Au début de cette époque, la
poliorcétique semble marquer le pas. Même si les armées font encore le siège des
grandes cités -tel le jeune Bonaparte défendant Toulon ou plus tard, Napoléon devant St Jean d’Acre, Mantoue-, les citadelles deviennent plutôt des plots
logistiques, des entrepôts de ravitaillement, des bases de départ ou des zones
de retraite pour soutenir les longues campagnes des armées européennes. Bien
défendues, car elles assurent la permanence des lignes d’opération et de
communication, elles font particulièrement l’objet de traités sur leur protection, par exemple celui rédigé par Lazare Carnot en 1811 « De la défense des places fortes ». D’ailleurs, quand elles ne
sont pas bien garnies, la défaite n’est pas loin, l’exemple de la retraite de
Russie de 1812 demeurant suffisamment
évocateur.
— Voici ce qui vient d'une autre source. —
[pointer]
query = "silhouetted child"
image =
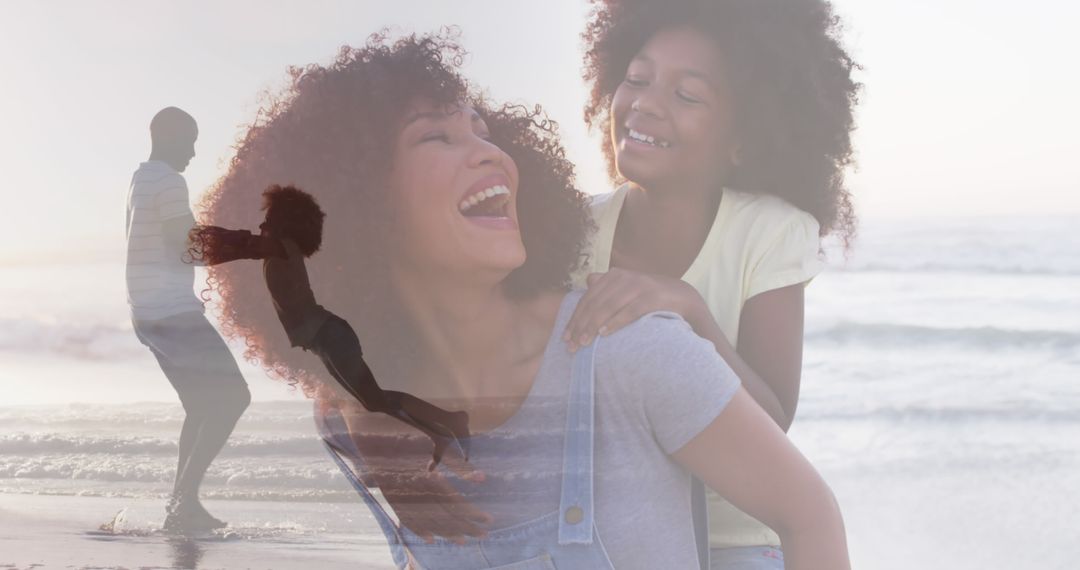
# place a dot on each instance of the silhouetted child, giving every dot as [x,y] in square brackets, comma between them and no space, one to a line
[292,231]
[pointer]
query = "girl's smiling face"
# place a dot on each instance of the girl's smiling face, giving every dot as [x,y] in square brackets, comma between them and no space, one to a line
[672,117]
[454,194]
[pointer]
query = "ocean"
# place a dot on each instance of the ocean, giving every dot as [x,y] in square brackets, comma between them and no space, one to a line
[941,399]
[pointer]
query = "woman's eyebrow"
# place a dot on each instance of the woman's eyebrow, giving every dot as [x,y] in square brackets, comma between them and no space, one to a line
[430,116]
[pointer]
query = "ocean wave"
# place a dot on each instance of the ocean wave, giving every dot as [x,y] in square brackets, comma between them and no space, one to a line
[887,335]
[955,267]
[312,472]
[93,340]
[1036,415]
[238,445]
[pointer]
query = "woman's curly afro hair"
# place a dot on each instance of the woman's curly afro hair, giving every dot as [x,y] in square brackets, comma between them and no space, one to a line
[794,94]
[331,133]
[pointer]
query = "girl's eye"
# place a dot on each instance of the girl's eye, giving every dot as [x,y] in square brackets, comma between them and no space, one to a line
[435,136]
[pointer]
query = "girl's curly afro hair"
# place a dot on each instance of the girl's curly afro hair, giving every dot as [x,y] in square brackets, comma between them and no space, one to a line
[794,94]
[331,133]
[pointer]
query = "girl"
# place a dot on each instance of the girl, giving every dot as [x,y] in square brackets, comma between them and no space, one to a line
[453,229]
[729,122]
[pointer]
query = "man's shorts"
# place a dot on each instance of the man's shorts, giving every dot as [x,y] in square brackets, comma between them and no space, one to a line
[196,360]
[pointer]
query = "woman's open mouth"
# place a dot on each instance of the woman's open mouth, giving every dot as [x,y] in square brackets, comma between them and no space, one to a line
[489,207]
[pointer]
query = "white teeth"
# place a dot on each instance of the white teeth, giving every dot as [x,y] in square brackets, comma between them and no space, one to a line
[642,137]
[482,195]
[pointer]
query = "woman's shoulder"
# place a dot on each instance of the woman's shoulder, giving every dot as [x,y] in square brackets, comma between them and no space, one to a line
[652,342]
[607,201]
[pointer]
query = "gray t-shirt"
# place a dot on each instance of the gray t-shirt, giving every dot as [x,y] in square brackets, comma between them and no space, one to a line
[658,384]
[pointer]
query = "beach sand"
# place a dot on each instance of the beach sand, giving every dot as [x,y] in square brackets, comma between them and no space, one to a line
[50,531]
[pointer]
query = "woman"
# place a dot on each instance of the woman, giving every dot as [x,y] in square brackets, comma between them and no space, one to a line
[729,124]
[461,301]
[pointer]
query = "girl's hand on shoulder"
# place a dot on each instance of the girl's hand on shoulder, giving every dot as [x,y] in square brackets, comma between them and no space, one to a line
[619,297]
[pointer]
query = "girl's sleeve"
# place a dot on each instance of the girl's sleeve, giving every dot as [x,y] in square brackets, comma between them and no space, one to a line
[680,382]
[792,255]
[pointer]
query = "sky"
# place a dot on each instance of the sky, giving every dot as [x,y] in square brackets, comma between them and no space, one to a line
[968,109]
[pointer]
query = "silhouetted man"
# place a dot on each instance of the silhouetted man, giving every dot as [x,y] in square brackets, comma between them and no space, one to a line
[167,316]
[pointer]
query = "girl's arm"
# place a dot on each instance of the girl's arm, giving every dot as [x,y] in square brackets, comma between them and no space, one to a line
[769,357]
[744,457]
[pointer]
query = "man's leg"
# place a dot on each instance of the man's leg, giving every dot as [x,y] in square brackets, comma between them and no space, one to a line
[201,368]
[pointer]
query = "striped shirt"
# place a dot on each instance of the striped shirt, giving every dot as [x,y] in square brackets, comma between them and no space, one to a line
[159,283]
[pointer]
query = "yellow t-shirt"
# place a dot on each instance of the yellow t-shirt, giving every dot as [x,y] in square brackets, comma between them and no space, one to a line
[757,243]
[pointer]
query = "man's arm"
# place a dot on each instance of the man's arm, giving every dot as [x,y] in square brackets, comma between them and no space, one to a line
[174,232]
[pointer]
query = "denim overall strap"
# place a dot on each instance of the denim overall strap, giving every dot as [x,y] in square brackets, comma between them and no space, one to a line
[332,440]
[576,506]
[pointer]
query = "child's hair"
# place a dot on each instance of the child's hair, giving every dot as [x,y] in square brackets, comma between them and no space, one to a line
[332,132]
[293,213]
[794,95]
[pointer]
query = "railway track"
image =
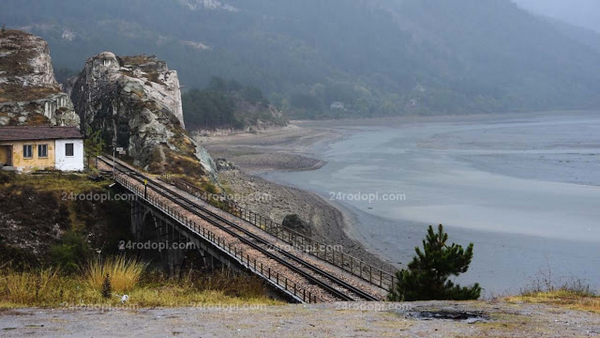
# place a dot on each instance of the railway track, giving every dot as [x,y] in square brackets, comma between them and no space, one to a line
[331,284]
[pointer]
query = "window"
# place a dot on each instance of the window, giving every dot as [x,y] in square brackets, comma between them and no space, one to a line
[69,150]
[27,151]
[42,150]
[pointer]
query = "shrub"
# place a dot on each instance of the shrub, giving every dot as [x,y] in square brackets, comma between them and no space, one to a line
[124,273]
[428,273]
[106,287]
[71,253]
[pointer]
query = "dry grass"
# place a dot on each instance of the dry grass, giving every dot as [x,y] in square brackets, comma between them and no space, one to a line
[59,183]
[50,288]
[125,273]
[575,295]
[565,298]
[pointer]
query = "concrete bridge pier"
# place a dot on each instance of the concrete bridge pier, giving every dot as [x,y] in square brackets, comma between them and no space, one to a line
[160,239]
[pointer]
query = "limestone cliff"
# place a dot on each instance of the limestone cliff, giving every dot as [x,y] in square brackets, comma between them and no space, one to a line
[29,93]
[136,102]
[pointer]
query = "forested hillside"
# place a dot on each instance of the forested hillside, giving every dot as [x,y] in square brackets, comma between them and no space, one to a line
[338,58]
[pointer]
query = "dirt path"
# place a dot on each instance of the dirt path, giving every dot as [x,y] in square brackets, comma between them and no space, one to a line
[494,319]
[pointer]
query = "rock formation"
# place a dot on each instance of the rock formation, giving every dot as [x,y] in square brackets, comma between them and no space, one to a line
[136,102]
[29,93]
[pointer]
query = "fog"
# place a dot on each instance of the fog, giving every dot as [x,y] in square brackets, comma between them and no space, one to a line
[584,13]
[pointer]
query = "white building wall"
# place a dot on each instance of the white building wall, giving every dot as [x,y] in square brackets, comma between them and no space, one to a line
[71,163]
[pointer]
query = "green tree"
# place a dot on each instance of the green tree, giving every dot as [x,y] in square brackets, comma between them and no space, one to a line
[428,273]
[93,144]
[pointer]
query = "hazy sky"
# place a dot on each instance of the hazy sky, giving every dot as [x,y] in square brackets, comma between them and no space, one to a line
[584,13]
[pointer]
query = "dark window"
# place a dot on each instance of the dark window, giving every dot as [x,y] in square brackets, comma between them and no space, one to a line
[27,151]
[42,150]
[69,149]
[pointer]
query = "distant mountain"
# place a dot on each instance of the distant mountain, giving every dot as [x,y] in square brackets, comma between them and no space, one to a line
[337,58]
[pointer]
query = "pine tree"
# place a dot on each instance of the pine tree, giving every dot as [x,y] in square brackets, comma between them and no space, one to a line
[428,273]
[106,287]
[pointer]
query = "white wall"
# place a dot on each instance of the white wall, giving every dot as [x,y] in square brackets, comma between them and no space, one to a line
[74,163]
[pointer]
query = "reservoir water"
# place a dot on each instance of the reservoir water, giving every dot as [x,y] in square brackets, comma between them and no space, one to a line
[524,189]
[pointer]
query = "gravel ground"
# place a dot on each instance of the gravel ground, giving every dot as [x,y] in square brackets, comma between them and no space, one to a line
[493,319]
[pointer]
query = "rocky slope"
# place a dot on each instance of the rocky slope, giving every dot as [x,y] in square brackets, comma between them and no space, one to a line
[29,93]
[136,102]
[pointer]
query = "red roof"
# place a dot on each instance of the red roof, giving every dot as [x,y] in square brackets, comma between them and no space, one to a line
[26,133]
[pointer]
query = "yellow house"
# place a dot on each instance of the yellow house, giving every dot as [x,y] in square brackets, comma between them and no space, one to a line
[27,148]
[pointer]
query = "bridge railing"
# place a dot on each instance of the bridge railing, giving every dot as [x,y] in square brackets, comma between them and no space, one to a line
[272,275]
[328,253]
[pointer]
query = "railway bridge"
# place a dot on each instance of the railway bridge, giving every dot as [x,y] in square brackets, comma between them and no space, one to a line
[173,215]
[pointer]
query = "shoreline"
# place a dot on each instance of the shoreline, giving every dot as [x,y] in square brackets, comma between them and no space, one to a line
[289,149]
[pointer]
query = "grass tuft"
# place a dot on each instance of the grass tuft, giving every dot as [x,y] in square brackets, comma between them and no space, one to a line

Mais déjà, la cité, derrière son rempart, devient le lieu même de la
bataille comme en feront l’expérience les soldats français en Espagne à partir
de 1808, en Egypte (lors des émeutes du Caire), ou le général de Bourmont qui prend Alger en 1830 (grâce à ses sapeurs et à son artillerie) mais encore, Napoléon III à
Sébastopol. Sans oublier les révolutions de 1830 et de 1848
qui verront Paris truffée de barricades pour enfin terminer sur l’épisode tragique
de la « Commune » en 1871.
En effet, alors que l’armée de Versailles pénètre dans la capitale, elle doit
reprendre chaque rue et chaque maison aux parisiens révoltés, avant de fusiller
les derniers « communards »
dans le cimetière du Père Lachaise. Certes, les soldats ont été aidés par les
grandes avenues rectilignes percées par Haussmann quelques années plus tôt,
mais beaucoup de quartiers étaient encore structurés autour de ruelles étroites
et sombres. Dès lors, les pertes seront effroyables des deux côtés et la
bataille épuisante, consommatrice en ressources, en canons et en munitions,
tant pour l’assaillant que pour le défenseur. La poliorcétique vit alors une
grande mutation qui n’aura de cesse de s’accélérer dans les décennies à venir.